Warren Anderson needed to make this deal happen.
His dream of building a career in the broadcasting industry had been dashed and he had turned to entrepreneurship as a way forward. He was intrigued by the distribution and logistics sector and approached McDonald’s with a proposition: He and his business partner, Steve DuBose, would work for almost nothing as they learned how to operate a McDonald’s distribution center.
If they proved themselves worthy, McDonald’s would allow them the opportunity to purchase and operate a facility of their own at the end of this trial period. While it was a necessary step to reach his goal, it was also very stressful.
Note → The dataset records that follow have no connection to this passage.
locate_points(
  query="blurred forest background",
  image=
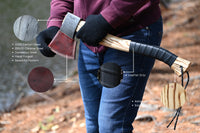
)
(13, 75)
(60, 110)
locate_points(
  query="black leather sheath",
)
(155, 52)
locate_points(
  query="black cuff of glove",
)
(94, 30)
(43, 40)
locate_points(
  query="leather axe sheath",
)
(63, 44)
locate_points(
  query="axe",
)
(63, 44)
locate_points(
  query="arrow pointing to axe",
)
(63, 44)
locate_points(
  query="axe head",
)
(63, 43)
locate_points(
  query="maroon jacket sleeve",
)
(120, 11)
(59, 8)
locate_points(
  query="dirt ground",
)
(60, 110)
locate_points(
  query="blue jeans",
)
(112, 110)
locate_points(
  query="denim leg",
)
(119, 105)
(88, 64)
(112, 110)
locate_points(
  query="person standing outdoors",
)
(109, 110)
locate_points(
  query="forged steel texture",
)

“We would borrow money on one credit card to pay off another and ask friends and family for money,” Anderson says. “It was a miserable time.”
The hard work and sacrifice ultimately paid off. On Nov. 1, 1991, the duo closed a deal to buy the unit in Solon that would become the foundation for The Anderson-DuBose Co., which has grown to provide supplies to more than 500 McDonald’s and Chipotle restaurants in Ohio, Pennsylvania, New York and West Virginia. In 2012, the company opened a new $28 million, 158,000-square-foot distribution center in Lordstown.
“It wasn't just intelligence,” recalls Anderson, looking back at this pivotal moment in his career. “There are so many more people smarter than me. It was hard work, luck and divine providence.”
Get it done
Anderson admits his approach to dealmaking is less refined than that of many entrepreneurs.
“I'm kind of like a cowboy,” he says. “I went after stuff and if I could buy it and if I thought I could make money and pay down the debt, I did it. I’ve read stories about great minds and great strategies in dealmaking. I didn't really have that.”
Whatever his approach to dealmaking, Anderson understood the value of living up to the terms of any deal that you make.
“It was a multiple against the EBITDA of the company, which I think at that time was six and a half times EBITDA,” Anderson says of the deal that got him into business with McDonald’s. “The company that sold us this first unit was willing to guarantee the debt so that we could get traditional bank financing. We put up a certain amount of money and then the selling company also took paper back. We had a five-year note to pay back.”
While things didn’t work out between Anderson and DuBose, leading to a buyout in 1993, Anderson was able to pay off the debt in just three years.
“You have to really be able to harness your skills,” Anderson says. “You need to have a strong commitment to finish. That sounds so trite, but that's what it takes. You have to persevere.”
In the mid-1990s, Anderson made a pitch to McDonald's to set up their South African distribution for restaurants that they were going to be opening up in the country. He opened distribution centers in Johannesburg, Durban and Cape Town, then acquired Chipotle distribution rights for Ohio, Pennsylvania and West Virginia in 1998 and bought a second McDonald’s distribution center in Pittsburgh in 2007.
“We looked at things and we understood where we could add value and where we could be profitable,” Anderson says. “We tried to stay in our lane, which was distribution, whether it was food or beverages. So I would say for my company, our success has been we've been narrow in the kind of businesses that we look at. We knew what we were doing in our space.”
Trust your instincts
The distribution center in Lordstown allowed Anderson-DuBose to consolidate its Solon and Pittsburgh operations into one facility in 2012. A year later, Anderson bought a distribution center from Golden State Foods in Rochester, which at the time, supplied 220 McDonald’s restaurants. Anderson-DuBose is obviously very reliant on McDonald’s and Chipotle for its business, which could become a problem if anything were to happen to either of the restaurant chains.
“The advantage is I'm not out selling,” Anderson says of his business model. “I mean I don't have a sales force, which is a real advantage. McDonald's and Chipotle both believe in long-term supplier relationships. They are monopolies. On the other hand, our margins are probably lower because we operate with an open book arrangement. And if for some reason we failed in service or if they decide they want a different regional vendor, I'm in trouble. That’s one of the reasons why I bought the beer distributorship, to have diversity in my business.”
Anderson is a shareholder in Capital Distributing, a beer distribution center in Oklahoma City.
“It's smart to continue to grow, but we truly are a high-performing company,” Anderson says. “I'm not saying that just based on my own self-inflated worth. We get measured in any number of categories from all of our customers of how I do against my competition and we're always at the top of the charts in terms of productivity and usually very competitive with pricing. As long as we perform at the level that we've been performing, I feel pretty confident. But yeah, I'm still looking.”